Pandemic-induced pressures have contributed to larger increases in global economic risk than ever before, according to the latest Political Risk Map from Marsh Specialty.
According to the report, strains on public financing in emerging markets will result from increases in sovereign indebtedness and may create unfavourable conditions for domestic and foreign-owned businesses.
Findings from this year's Political Risk Map mirror those in the World Economic Forum's Global Risks Report 2021, which reported that the COVID-19 pandemic is increasing disparities between emerging economies and industrialised nations. It is also driving social fragmentation which, in the next 5 to 10 years, will weaken geopolitical stability.
Social inequality is a pervasive risk across multiple regions – particularly in the Americas and Europe – and is likely to influence elections, contribute to political and economic nationalism, and could create conditions that spark open conflict. The study points to the risk of mass bankruptcies among zombie companies once government-backed support expires.

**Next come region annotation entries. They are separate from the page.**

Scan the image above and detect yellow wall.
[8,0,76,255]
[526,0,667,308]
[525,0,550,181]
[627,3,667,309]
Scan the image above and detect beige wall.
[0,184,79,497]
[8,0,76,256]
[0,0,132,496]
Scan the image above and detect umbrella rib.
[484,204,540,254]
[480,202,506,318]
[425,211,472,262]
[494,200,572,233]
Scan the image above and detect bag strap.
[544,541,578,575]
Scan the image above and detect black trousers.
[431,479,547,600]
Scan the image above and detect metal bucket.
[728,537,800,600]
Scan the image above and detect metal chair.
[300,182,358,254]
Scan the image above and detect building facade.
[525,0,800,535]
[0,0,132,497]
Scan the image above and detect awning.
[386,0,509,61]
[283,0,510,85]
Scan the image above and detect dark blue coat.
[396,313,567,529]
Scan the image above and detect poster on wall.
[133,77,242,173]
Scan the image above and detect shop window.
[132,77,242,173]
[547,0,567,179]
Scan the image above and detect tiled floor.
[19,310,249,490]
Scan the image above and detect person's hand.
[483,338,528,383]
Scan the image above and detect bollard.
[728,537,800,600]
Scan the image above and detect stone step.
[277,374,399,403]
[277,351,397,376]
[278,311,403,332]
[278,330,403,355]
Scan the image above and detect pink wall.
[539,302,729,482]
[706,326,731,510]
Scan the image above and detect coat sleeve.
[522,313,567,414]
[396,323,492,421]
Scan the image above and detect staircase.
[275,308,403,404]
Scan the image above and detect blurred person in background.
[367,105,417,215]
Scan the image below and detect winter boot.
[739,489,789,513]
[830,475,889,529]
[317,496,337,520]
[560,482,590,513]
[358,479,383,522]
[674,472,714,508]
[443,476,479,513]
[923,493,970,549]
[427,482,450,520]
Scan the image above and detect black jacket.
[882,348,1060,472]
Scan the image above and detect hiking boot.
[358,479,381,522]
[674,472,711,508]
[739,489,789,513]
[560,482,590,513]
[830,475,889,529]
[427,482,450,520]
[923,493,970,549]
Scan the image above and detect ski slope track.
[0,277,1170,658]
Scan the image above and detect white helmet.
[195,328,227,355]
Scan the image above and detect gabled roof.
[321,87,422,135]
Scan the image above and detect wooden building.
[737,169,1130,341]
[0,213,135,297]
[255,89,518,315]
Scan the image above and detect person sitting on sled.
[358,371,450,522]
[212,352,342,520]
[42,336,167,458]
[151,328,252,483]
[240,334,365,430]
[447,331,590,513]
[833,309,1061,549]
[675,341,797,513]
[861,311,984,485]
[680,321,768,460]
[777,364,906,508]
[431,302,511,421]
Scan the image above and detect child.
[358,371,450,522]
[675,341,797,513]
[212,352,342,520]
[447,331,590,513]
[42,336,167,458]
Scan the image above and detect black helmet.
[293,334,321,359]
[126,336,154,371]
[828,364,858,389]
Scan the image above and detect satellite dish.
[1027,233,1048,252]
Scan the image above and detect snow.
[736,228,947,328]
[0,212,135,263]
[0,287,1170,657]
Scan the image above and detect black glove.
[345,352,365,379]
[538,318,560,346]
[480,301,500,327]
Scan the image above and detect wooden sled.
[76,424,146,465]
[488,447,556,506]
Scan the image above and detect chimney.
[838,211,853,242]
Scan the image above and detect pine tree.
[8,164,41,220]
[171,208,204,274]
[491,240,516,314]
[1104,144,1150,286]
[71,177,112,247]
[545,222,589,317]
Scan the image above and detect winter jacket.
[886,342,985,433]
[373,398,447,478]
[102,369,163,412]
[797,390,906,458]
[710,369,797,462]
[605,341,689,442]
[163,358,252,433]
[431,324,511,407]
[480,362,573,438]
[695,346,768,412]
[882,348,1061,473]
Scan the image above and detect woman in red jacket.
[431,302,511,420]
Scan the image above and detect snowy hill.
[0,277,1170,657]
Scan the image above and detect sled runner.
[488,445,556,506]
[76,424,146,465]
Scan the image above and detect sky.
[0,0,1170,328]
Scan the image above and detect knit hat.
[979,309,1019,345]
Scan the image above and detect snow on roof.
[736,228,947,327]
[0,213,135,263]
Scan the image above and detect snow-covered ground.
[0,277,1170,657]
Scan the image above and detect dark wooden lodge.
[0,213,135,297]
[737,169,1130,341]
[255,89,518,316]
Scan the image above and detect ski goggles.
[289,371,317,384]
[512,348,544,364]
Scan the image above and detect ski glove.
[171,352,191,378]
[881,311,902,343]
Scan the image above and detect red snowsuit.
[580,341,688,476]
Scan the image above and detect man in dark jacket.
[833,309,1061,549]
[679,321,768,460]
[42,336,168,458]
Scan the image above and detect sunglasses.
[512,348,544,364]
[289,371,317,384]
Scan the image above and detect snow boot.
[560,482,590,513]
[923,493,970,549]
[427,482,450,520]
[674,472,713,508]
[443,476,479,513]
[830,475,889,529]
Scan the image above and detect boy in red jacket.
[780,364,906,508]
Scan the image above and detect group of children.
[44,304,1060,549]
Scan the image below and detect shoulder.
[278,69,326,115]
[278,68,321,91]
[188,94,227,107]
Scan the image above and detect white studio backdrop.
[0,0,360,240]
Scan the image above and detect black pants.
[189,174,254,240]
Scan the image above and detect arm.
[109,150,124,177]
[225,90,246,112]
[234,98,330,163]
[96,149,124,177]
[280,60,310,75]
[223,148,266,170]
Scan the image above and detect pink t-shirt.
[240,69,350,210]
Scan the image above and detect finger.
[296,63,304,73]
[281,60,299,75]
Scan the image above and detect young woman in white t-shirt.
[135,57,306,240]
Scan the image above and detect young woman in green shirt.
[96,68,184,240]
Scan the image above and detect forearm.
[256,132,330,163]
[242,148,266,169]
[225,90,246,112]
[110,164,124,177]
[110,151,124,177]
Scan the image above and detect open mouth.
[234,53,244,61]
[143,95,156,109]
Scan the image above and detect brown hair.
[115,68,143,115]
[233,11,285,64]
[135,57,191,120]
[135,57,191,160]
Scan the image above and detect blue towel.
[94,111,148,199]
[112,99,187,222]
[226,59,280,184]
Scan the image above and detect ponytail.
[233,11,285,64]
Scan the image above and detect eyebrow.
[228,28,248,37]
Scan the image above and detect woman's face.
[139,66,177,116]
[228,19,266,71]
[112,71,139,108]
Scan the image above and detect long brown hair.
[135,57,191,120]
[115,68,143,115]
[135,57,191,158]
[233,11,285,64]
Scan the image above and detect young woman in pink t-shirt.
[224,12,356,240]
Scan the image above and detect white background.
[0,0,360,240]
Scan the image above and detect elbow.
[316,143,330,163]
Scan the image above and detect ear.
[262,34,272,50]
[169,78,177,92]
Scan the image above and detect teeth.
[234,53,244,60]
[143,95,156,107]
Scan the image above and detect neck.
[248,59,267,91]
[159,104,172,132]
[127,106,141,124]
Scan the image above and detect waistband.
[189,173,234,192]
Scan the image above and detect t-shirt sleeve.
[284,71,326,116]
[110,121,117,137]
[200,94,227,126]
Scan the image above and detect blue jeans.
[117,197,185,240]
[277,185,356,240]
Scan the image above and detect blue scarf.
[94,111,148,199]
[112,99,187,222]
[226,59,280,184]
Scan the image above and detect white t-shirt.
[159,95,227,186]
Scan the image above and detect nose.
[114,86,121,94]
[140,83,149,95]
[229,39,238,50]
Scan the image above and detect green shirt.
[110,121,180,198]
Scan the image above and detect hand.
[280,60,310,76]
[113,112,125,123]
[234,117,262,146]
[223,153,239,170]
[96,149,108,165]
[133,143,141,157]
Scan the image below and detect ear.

Stephen Kay, global head of political risks, Marsh Specialty, commented: “As the world recovers from the effects of COVID-19, we expect the issues of social inequality, country economic risk, and strategic resource nationalism to take centre stage in influencing political decision making.
Despite many areas of heightened risk, opportunities remain for corporate entities, financiers, and investors. Insurance-backed political risk and credit solutions can help to secure trade and investment capital, unlock liquidity, and enable growth that will fuel and sustain the recovery from COVID-19.”